October 6, 2017 | Use Case
How complete is your bacteria whole genome assembly?
The tremendous reduction in sequencing costs has resulted in escalating number of genomes being sequenced or re-sequenced. As for October 2017, there are more than 100,000 complete and draft genomes available in National Center for Biotechnology Information (NCBI).
Majority of these genomes are small microbial genomes which are less than 10 Mb in size, which sequenced using Next Generation Sequencing (NGS) technology followed by de novo assembly. Obtaining a complete catalog of genes is a first and foremost step to run a genome annotation project. However, assembling draft genomes from short sequencing reads remains very challenging, with genome completeness being questionable.
Arkgene aims to provide our users with user-friendly solution to evaluate the completeness of their draft genomes, through the integration of BUSCO (Benchmarking Universal Single-Copy Orthologs; doi.org/10.1093/bioinformatics/btv351) tool into this platform. BUSCO has recently emerged as a common tool to evaluate the completeness of genome assembly, with more than 200 cumulative citations in 2017 (statistics based on Web of Science).

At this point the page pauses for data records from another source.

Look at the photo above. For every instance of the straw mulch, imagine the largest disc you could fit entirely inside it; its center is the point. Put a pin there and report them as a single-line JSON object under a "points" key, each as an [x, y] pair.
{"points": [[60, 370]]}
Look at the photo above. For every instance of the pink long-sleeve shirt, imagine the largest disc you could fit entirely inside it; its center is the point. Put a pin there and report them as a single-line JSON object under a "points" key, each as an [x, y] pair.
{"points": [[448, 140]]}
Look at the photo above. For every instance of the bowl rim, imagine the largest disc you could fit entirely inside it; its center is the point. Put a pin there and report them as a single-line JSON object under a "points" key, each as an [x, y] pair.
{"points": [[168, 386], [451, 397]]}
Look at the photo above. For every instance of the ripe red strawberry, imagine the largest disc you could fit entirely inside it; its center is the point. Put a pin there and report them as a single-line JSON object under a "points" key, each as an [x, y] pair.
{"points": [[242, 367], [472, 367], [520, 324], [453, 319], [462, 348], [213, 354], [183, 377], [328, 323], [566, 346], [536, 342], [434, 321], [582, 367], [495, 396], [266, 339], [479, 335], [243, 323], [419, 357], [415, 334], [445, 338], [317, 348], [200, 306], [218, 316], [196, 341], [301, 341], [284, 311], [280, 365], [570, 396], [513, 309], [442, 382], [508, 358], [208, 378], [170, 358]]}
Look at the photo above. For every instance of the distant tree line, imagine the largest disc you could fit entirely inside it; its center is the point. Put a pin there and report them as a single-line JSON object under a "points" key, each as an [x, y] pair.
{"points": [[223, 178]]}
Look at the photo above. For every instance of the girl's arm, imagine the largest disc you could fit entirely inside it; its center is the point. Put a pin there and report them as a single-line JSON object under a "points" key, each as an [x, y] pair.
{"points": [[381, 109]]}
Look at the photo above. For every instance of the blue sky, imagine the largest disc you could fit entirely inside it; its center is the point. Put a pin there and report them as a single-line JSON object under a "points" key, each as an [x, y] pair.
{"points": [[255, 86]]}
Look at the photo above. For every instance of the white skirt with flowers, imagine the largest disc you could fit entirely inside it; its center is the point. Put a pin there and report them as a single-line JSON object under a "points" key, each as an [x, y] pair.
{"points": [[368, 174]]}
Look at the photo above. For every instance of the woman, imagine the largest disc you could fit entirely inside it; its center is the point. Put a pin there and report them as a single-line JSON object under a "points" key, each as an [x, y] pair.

The BUSCO algorithm finds open reading frame (ORF) from the assembled genomes and compares them to the core gene datasets from specific lineages, such as bacteria, eukaryota, metazoa, fungi and plants.
To cite an example, a postgraduate student had sequenced five bacterial genomes with the genome size of 5 Mb each. The information on the genome completeness is important for him/her to know how complete is his/her bacterial de novo draft genomes, which also acts as an important prerequisite for publication in a research journal. The BUSCO is a suitable tool to address this objective. However, the student does not have any bioinformatics server setup, prior knowledge in command line execution and Linux/UNIX like operating systems, making him/her unable to run BUSCO analysis.
Hence, with the introduction of Arkgene, the student can easily upload his/her genome files, or access the uploaded files in Arkgene, followed by a job execution to run BUSCO. All these steps are done via a simple and interactive user interface, offering an alternative to the troublesome command line execution or operation of virtual machine to run the BUSCO tool. All the student needs is to select the input file from his/her folder directory in Arkgene, specify the running mode (genome, transcriptome or protein) and key in the output name, before clicking on the “Go” button to kickstart the running of BUSCO. It took less than 3 minutes to run BUSCO assessment for a 5 Mb genome!
In the end of the job, this student will be provided with a few text files containing the complete list of BUSCOs (complete, fragmented and missing) and a summary report. Most importantly, a publication-ready image for BUSCO summary will be generated for use in his/her research paper, ready for publication.